5. What would you consider to be Chicago’s best kept secret?
Not such a "secret," but I love the Music Box Theatre for the twinkling stars, the velvet curtains, and the organist who glides out of view before the movie's about to start.

6. What is your favorite piece in the MCA collection?
I'm a big fan of the amazing perspectival Sarah Sze installation. It's so fantastic in terms of how it shifts your perception of scale - of the gallery in relation to the everyday objects that make up the piece, yourself in relation to the the city outside...

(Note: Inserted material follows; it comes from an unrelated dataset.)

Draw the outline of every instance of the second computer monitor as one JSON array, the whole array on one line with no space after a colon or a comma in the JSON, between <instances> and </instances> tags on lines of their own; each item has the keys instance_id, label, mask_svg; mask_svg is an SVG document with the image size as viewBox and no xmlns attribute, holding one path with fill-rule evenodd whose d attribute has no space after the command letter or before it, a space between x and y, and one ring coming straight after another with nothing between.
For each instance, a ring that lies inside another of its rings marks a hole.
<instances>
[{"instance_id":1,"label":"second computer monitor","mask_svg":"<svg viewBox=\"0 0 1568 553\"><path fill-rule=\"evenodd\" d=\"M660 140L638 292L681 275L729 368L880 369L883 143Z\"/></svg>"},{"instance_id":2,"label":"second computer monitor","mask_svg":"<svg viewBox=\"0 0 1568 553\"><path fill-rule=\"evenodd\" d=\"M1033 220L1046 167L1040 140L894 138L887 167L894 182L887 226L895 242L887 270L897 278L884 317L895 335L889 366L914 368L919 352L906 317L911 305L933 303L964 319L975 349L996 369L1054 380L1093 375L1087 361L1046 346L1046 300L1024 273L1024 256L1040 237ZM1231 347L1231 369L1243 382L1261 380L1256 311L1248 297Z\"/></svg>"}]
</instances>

7. What do you do in your studio when you are procrastinating?
I have such an e-mail addiction that I don't allow myself to bring the laptop in there... so instead I read the magazines and books I use for image source material, or take a nap on the floor. It feels wasteful, but sometimes it can actually be a useful part of the process to take that time, to come across things I'm not looking for directly. But e-mail, man. It's deadly. Turn that shit off.

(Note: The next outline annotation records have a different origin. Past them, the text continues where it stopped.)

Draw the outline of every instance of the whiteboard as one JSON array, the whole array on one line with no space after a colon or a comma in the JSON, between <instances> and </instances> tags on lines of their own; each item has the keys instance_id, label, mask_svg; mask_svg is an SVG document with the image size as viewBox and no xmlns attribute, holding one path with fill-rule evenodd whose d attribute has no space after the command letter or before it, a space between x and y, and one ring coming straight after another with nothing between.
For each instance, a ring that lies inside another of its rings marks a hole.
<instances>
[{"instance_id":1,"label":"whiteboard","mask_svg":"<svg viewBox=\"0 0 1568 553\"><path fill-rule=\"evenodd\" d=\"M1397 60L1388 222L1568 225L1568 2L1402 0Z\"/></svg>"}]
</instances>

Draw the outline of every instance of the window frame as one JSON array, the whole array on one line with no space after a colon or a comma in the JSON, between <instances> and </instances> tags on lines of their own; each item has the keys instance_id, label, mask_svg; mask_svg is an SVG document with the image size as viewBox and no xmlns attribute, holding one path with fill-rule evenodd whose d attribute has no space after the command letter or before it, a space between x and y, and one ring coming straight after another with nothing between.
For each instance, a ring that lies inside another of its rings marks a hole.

8. Who (living or dead) would you invite to a cocktail party?
I'd invite my friends Margaret and Michelle, because they'd help me turn it into a dance party.

9. Do you keep a sketchbook?
Oh yeah. It's so important! The sketchbook is my portable mini-studio: a place to process all the visual and auditory information I come across so I can refer back to it later.

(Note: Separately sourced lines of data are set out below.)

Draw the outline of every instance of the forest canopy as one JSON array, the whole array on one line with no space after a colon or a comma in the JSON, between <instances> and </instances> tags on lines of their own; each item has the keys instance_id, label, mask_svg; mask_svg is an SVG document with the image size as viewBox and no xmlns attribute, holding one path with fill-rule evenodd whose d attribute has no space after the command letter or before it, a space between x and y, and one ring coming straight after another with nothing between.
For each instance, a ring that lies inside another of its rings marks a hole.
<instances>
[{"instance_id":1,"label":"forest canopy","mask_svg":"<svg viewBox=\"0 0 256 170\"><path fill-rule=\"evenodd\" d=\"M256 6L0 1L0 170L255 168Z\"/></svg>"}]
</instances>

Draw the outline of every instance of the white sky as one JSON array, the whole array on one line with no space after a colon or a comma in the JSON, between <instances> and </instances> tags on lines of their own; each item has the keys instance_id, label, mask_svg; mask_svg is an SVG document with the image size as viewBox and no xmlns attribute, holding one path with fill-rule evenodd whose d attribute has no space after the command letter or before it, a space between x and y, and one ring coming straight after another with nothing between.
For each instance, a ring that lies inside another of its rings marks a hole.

10. What's the last great book you read?
Alison Bechdel's "Fun Home, " is pretty brilliant. Now I'm getting back into Octavia Butler.

11. What do you do when you hit a creative block?
I usually go back to a visual brainstorming process I learned as a college student: I sit down with a stack of paper and a timer and start making five-minute drawings. I'll do anywhere from ten to fifty of these, depending on how much studio time I have that day, setting variables of size, materials, or other constraints before I start. By the end of it I'll have a big pile of things, and most of them will be crap -- but there are always a couple that point to ideas or imagery worth exploring further.

12. If you weren’t an artist what would you be doing?
Something that involves listening to people's stories, maybe helping them reach some sort of goal. I'd be a good counselor or an oral historian. I use a lot of the same skills in teaching college students, which I like a lot.